When I was at school I had a timetable that told me which classroom to be in, at what time, and what I would be learning.
In previous roles that I have held in my career, I have had daily task lists, or very distinct lists of tasks that must be completed each day in order to move forward and get things done.
Now I am in the type of role where things change all the time, some deadlines are many weeks or months away, and I never feel like there is much structure. Nobody is structuring my day and telling me what needs to happen, and when it comes to food and exercise and my social life I am starting to find this is creeping in.
Once I was highly organised, and I don’t feel that way at the moment. My friend is coming to visit tonight and my house is a mess, and I haven’t really thought about what to do when I get home tonight but I need to wash dishes, cook dinner, get my brain sorted out. She doesn’t need to walk into the craziness, but she will, and she’ll cope because she loves me. Wednesday night we’re going out to see Kimbra sing and are yet to make actual plans for meeting up with people and eating and all of that. This is very unusual for me. Also on Friday I’m going to Penny’s to watch movies with the girls and probably eat take away.

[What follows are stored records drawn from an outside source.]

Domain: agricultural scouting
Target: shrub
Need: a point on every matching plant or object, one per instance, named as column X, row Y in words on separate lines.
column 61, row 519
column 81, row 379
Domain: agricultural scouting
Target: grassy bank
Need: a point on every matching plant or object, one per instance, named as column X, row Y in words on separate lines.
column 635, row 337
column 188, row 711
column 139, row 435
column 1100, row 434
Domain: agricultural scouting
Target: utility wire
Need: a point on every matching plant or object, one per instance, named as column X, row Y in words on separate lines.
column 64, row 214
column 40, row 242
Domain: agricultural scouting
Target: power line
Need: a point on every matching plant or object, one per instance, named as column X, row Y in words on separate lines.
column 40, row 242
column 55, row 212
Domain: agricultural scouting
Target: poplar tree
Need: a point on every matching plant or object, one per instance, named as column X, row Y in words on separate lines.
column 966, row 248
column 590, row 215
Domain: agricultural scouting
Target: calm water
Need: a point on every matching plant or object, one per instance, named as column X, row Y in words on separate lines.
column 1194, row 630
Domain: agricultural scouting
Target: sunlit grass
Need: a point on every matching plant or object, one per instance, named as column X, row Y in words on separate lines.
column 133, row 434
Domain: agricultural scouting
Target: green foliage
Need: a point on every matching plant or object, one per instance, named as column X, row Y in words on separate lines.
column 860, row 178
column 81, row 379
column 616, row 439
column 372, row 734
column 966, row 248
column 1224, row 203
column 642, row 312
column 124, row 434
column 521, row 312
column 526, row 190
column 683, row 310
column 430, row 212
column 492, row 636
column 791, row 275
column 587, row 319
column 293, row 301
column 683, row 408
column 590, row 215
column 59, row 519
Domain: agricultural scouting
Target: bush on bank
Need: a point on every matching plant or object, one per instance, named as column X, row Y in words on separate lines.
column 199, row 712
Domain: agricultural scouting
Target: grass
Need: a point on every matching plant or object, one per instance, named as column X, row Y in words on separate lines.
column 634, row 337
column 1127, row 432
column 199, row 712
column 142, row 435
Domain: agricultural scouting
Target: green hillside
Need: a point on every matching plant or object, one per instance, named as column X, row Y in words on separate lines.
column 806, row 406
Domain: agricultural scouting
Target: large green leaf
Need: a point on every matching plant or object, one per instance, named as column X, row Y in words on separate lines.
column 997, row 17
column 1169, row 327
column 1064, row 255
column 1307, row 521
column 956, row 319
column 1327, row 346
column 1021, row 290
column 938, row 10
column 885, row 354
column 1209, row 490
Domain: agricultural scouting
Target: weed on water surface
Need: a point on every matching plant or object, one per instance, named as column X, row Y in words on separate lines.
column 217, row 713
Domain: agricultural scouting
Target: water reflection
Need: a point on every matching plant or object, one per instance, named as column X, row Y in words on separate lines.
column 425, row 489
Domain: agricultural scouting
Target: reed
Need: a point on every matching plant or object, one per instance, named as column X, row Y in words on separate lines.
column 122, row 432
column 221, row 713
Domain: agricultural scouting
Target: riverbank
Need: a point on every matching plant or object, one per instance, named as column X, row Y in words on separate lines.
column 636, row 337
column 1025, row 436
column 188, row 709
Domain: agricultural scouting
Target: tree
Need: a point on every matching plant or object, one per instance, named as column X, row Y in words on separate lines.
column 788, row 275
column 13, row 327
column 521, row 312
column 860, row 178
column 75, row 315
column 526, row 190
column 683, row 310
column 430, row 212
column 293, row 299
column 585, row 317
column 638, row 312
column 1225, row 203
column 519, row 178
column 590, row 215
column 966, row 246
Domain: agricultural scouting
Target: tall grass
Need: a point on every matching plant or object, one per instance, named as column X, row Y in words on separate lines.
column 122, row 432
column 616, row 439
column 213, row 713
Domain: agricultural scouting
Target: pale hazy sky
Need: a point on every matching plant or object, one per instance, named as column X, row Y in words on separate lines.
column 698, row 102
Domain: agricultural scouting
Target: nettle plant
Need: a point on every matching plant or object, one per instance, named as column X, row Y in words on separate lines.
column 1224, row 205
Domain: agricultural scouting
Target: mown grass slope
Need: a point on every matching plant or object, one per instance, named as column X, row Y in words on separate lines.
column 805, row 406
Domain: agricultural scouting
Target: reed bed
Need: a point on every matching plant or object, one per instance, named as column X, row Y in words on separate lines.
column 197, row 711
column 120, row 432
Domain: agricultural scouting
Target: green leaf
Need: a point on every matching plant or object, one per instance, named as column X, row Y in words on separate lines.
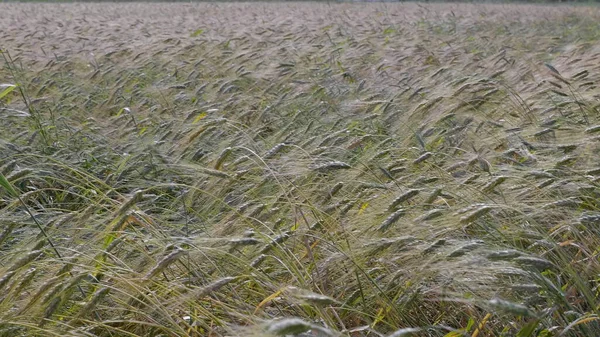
column 470, row 324
column 8, row 88
column 197, row 32
column 528, row 329
column 8, row 186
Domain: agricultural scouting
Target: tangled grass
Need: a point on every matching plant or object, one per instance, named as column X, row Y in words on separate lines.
column 305, row 169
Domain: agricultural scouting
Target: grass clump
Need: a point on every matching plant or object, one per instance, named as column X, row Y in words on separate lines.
column 307, row 169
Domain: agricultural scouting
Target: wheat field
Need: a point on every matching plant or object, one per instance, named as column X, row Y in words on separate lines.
column 299, row 169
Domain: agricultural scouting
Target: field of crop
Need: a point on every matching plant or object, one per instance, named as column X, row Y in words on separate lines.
column 299, row 169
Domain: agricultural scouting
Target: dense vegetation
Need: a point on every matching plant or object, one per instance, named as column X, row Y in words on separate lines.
column 251, row 170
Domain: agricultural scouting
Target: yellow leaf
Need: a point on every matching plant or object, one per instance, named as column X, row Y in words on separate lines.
column 295, row 226
column 380, row 316
column 481, row 325
column 587, row 320
column 363, row 207
column 199, row 117
column 267, row 300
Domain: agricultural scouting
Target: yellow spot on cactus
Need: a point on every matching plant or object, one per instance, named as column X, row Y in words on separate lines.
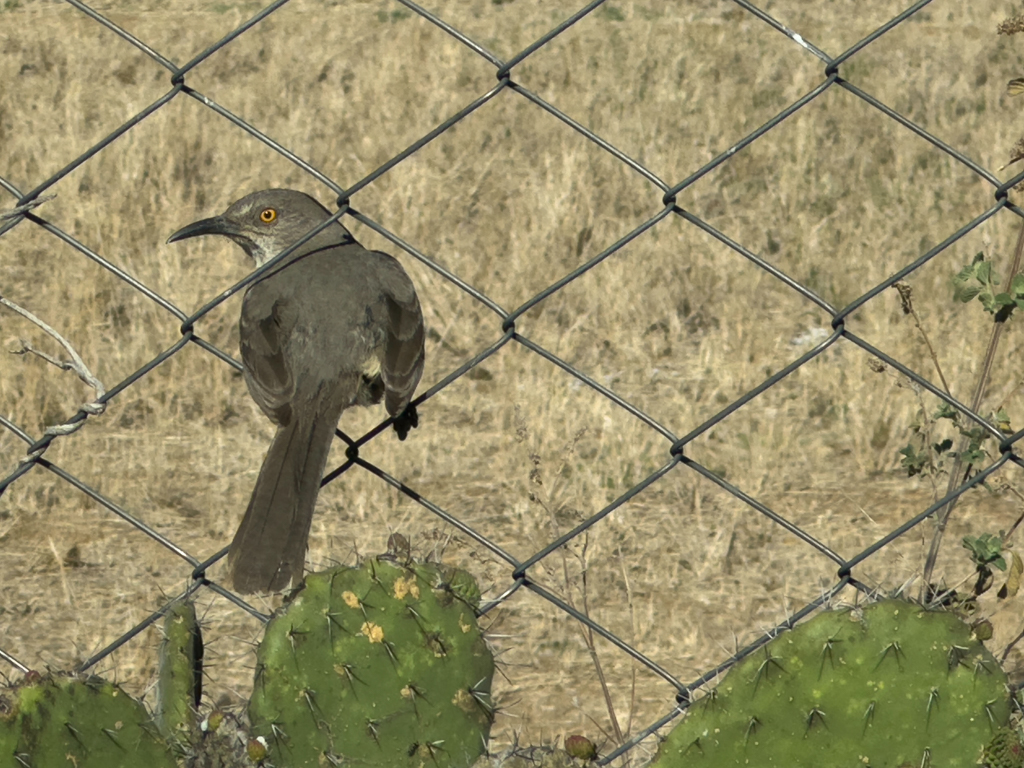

Where in all this am I planning my exercise and groceries so that I eat properly? Where in all this am I planning to clean my house and get myself organised and make sure I’m keeping on top of my homework? (exam is on May 31)
This needs to happen. I may need to start a time table for myself, plot out my time and my plans and my life a little bit, provide myself with some structure. Because I’m a grown up now, and nobody is going to hand this to me already filled out and stand over me until I obey and go to class like a good student.